Apathy spells bleak future for Jaffna coconut

[TamilNet, Tuesday, 14 January 2003, 20:25 GMT]
More than hundred and fifty thousand coconut trees were destroyed in Jaffna due to military operations, officials of the state run Coconut Development Board (CDB) said Tuesday. However, only about 15 thousand saplings have been replanted so far, one year after the ceasefire agreement between Colombo and the Liberation Tigers, the officials said.

Environmentalists in the island’s north accuse the Sri Lanka army of cutting down thousands of coconut and Palmyra palms to build bunkers and to bulldoze paths off the main roads for military traffic.

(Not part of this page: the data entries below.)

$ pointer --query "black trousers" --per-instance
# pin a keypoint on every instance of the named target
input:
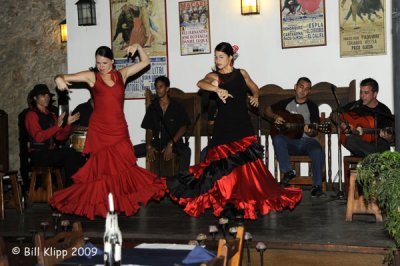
(67, 158)
(183, 151)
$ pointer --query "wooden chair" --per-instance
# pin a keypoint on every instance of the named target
(321, 93)
(349, 163)
(15, 200)
(232, 249)
(3, 253)
(297, 160)
(5, 170)
(356, 204)
(45, 191)
(65, 242)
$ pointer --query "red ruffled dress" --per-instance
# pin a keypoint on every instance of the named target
(233, 171)
(111, 166)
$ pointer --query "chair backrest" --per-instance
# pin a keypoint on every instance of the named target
(64, 242)
(232, 249)
(4, 152)
(3, 253)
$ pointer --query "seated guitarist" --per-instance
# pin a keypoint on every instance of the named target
(366, 113)
(304, 144)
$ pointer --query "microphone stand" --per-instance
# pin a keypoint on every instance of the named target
(340, 193)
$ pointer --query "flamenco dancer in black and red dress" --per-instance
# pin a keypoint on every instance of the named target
(233, 172)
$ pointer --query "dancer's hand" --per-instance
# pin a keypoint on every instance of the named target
(168, 152)
(223, 94)
(73, 118)
(151, 153)
(131, 49)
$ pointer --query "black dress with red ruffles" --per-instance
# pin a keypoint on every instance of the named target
(233, 171)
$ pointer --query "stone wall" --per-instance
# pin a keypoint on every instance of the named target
(31, 52)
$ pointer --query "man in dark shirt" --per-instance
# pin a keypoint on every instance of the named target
(306, 144)
(85, 111)
(382, 122)
(44, 129)
(165, 122)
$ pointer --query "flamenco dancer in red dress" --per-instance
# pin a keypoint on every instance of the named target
(111, 166)
(233, 173)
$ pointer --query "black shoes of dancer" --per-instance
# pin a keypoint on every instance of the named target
(287, 177)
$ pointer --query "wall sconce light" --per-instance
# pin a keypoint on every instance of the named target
(63, 31)
(250, 7)
(86, 12)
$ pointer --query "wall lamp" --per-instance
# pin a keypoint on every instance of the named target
(86, 12)
(63, 31)
(250, 7)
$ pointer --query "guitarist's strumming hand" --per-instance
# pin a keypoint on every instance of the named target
(310, 130)
(279, 120)
(346, 128)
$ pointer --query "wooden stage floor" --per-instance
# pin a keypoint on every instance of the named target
(316, 223)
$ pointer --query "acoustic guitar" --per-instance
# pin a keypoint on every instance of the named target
(294, 126)
(364, 126)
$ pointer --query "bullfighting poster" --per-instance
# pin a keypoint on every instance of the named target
(194, 26)
(142, 22)
(362, 27)
(302, 23)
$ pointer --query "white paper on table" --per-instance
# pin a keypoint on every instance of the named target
(165, 246)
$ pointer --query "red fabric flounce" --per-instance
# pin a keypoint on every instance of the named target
(112, 169)
(221, 152)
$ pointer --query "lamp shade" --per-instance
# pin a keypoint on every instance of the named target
(86, 12)
(63, 31)
(250, 7)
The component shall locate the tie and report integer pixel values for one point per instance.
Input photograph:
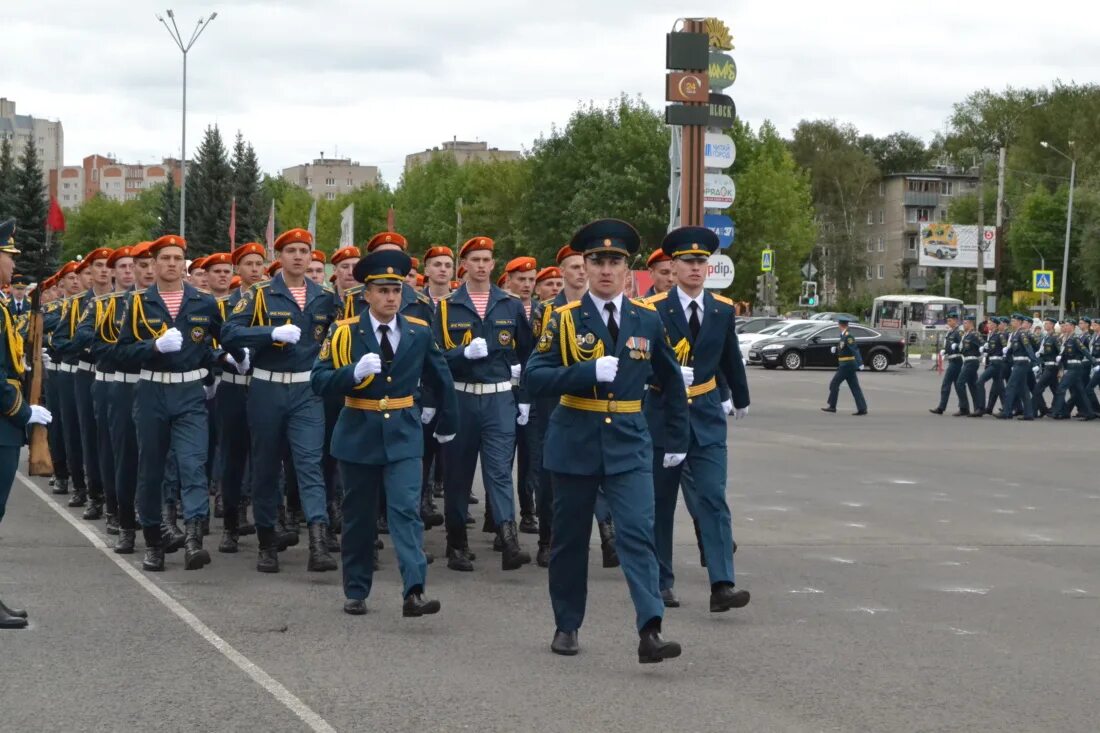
(612, 324)
(693, 324)
(387, 348)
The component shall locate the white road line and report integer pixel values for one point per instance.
(263, 679)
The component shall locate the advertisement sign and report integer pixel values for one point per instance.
(945, 244)
(718, 151)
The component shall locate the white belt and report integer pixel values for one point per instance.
(281, 378)
(476, 387)
(173, 378)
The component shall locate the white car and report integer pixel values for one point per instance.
(783, 328)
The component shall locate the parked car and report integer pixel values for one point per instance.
(813, 347)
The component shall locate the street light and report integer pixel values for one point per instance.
(1069, 221)
(184, 47)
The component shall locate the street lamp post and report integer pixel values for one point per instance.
(184, 47)
(1069, 221)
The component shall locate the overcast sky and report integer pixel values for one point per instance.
(375, 80)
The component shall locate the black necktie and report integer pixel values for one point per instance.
(693, 324)
(612, 324)
(387, 348)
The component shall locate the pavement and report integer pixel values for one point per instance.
(909, 572)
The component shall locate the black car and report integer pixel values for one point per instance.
(815, 348)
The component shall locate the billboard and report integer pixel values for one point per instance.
(944, 244)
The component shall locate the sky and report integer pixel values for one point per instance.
(376, 80)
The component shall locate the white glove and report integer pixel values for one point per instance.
(40, 415)
(369, 363)
(672, 460)
(606, 369)
(287, 334)
(171, 342)
(476, 349)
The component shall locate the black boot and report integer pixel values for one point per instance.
(607, 544)
(319, 558)
(267, 560)
(154, 549)
(513, 557)
(124, 545)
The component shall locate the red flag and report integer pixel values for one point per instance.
(55, 220)
(232, 225)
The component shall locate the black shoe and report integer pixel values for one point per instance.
(564, 643)
(195, 556)
(725, 597)
(154, 549)
(415, 606)
(652, 648)
(607, 544)
(319, 558)
(124, 545)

Many coconut plantations in the northern peninsula’s Thenmaradchi division were virtually razed to the ground in sustained barrages by the Sri Lanka army when it attempted unsuccessfully to recapture the region from the Liberation Tigers in April 2001.

The largest number of coconut trees was destroyed in 2000 in Eluthumadduval, Mirusuvil, Nunavil, Pallai, Chavakachcheri, Madduvil and Pachchilaipalli in the Thenmaradchi division, according to the officials.

Many plantations in this division remain out of bounds for they are still infested with mine fields and unexploded ordnance left behind by the Sri Lanka army.

As a consequence of this destruction, the price of coconut, a staple in Sri Lankan diets, is high in Jaffna.

Environmentalists say that the Sri Lanka army destroyed large plantations in the east for profit by sending the logs for sale in Sinhala areas. Builders in Sri Lanka value rafters made from the trunks of mature coconut palms.